A VICTORY that was as valuable as it was well-earned.
It would have been easy for Warrington Wolves to clock off in this one, with a Challenge Cup semi-final on the horizon.
The same was also true of Hull KR, but the full-strength sides named by both sides was as clear an indication of the value Sam Burgess and Willie Peters put on getting two points from this game.
As it happened, there was only one side whose desire and desperation for those rewards shone through – and that was the men in primrose and blue.
Even from as early as the warm-ups as the players charged and thudded into tackle bags without a hint of self-preservation, one got the sense the Warrington players were tuned in for this one and the duly hit their shellshocked visitors with perhaps their best half of rugby of the year to date.
Laser-focused and razor-sharp, they put the blowtorch under a Rovers side that had taken defending champions Wigan Warriors and league leaders St Helens to the cleaners in consecutive weeks before this one.
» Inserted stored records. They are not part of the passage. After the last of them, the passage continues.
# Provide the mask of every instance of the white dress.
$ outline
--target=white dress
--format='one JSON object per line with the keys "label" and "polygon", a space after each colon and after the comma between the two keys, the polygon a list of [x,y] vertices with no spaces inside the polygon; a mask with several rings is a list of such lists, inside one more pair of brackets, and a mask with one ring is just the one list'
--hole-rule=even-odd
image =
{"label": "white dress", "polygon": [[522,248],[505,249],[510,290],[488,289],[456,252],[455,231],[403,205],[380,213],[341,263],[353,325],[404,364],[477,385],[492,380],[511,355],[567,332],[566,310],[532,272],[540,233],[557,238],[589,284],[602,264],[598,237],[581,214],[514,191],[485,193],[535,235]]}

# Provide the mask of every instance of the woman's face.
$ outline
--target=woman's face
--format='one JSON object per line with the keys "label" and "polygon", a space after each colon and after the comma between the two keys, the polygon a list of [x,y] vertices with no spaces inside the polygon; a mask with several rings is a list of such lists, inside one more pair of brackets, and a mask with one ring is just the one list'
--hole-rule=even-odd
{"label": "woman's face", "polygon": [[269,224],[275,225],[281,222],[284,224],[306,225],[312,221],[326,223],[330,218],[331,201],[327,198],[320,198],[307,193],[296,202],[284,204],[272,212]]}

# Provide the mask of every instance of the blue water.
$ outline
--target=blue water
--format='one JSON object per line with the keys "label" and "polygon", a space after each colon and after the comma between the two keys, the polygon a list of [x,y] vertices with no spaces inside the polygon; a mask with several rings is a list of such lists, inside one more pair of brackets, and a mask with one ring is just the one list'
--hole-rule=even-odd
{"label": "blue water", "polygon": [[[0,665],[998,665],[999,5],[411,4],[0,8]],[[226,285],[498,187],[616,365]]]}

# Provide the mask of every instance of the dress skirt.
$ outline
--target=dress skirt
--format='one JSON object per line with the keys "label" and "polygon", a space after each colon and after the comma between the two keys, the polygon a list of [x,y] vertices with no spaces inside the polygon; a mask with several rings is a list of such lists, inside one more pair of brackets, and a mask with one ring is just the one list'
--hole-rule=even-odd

It was akin to the display that stunned the Saints in the Challenge Cup last month and perhaps the only disappointment is that the scoreline did not blow out in a similar manner when it perhaps ought to have done.
The Robins’ right edge – a unit containing Super League and NRL winners in Joe Burgess and Tyrone May and a New Zealand international who once lit up these parts in Peta Hiku – was tortured, terrorised and taken apart by Wire’s lethal left, with Toby King having a field day as he marked his 150th appearance for the club with two classy tries.
With that in mind, the fact many peoples’ pick for player of the match – including Sky Sports’ – was Warrington’s right winger goes to show how superb Josh Thewlis was on the night.
He may not have got the rewards in terms of tries although his increasingly-accurate goal-kicking was a key difference in the visitors being unable to get close, but his superb work in yardage and his key defensive interventions were influential.
It was efforts like Thewlis sprinting in off his wing to produce a try-saving tackle on Jez Litten and Jordy Crowther flying out of the line to catch Mikey Lewis on the sixth tackle inside his own 30 that typified another display of grit and connectivity off the ball.
They got themselves out to a lead and when the time came to defend it in the second half – and let’s face it, Hull KR were never going to go quietly – they did so brilliantly.
Wins in these kinds of games can only aid Wire’s chances of emerging at the top end of the current logjam of teams at Super League’s summit, while it also sets them up nicely for their tilt at Challenge Cup glory.
If they continue to produce this kind of all-round display, good luck stopping them.